Among the participants was U.S. Rep. John Conyers, D-Mich., who said the DNA exonerations in Dallas are helping to spark a national examination of the issue.
“I consider this to be very important in bringing us a little bit closer to justice,” said Mr. Conyers, who is chairman of the House Judiciary Committee. “More and more people are beginning to hear about this problem.”
Also participating in the panels were Dallas County District Attorney Craig Watkins; state Sen. Rodney Ellis, D-Houston; state District Judge John Creuzot; and Jeff Blackburn, chief counsel for the Innocence Project of Texas.
Charles Chatman, who was released in January after 27 years in prison for a wrongful aggravated rape conviction, said he wanted to remind people that others in similar situations still remain in prisons.
“We need to get out to the public that we still have work to do,” Mr. Chatman said.
Similar thoughts were echoed by James Woodard, who served 27 years in prison for a murder he did not commit.
DNA testing, Mr. Woodard said, presented an opportunity to show the “prosecutorial misconduct” that occurred in his case.
Billy James Smith, who was released from prison two years ago this month after DNA testing, had served 19 years for aggravated sexual assault.

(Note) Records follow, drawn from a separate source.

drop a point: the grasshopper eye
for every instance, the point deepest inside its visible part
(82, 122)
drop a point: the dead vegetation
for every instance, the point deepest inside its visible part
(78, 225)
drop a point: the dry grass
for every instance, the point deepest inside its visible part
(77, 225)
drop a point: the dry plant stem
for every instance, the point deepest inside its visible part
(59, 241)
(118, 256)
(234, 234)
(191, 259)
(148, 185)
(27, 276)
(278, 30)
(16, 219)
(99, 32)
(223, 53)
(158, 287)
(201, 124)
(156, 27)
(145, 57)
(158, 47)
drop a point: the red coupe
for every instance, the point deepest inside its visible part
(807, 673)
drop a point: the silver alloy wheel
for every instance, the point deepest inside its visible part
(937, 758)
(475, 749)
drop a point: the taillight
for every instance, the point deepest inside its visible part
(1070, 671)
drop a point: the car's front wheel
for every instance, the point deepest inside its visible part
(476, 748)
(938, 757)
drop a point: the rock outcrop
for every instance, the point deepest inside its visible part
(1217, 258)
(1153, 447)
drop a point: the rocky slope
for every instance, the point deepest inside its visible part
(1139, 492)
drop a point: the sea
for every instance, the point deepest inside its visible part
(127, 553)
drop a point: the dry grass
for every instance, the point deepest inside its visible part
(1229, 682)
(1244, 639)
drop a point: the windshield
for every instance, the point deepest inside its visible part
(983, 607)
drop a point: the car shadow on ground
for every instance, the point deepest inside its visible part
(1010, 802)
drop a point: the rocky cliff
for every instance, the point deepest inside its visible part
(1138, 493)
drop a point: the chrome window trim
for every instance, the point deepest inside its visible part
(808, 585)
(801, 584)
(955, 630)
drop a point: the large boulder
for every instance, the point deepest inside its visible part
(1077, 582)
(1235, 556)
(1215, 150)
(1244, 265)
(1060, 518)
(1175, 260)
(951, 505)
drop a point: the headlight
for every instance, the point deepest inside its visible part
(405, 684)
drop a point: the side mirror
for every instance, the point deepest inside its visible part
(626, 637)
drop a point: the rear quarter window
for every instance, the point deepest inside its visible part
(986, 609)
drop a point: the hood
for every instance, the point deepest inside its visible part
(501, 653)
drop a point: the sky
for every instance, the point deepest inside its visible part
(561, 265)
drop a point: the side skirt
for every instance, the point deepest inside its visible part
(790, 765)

Mr. Smith said he has tried to move on with his life. He now has a job as a delivery truck driver, but he acknowledged that he sometimes struggles. He said he sometimes is afraid of being around women, concerned that they might accidentally touch.
“The most difficult thing is when I have to tell people I was in prison and what happened to me. And then the next difficult thing is when they ask me if I’m getting compensation, like if that was the most important thing,” he said. “The most important thing is to be stable and to be able to function.”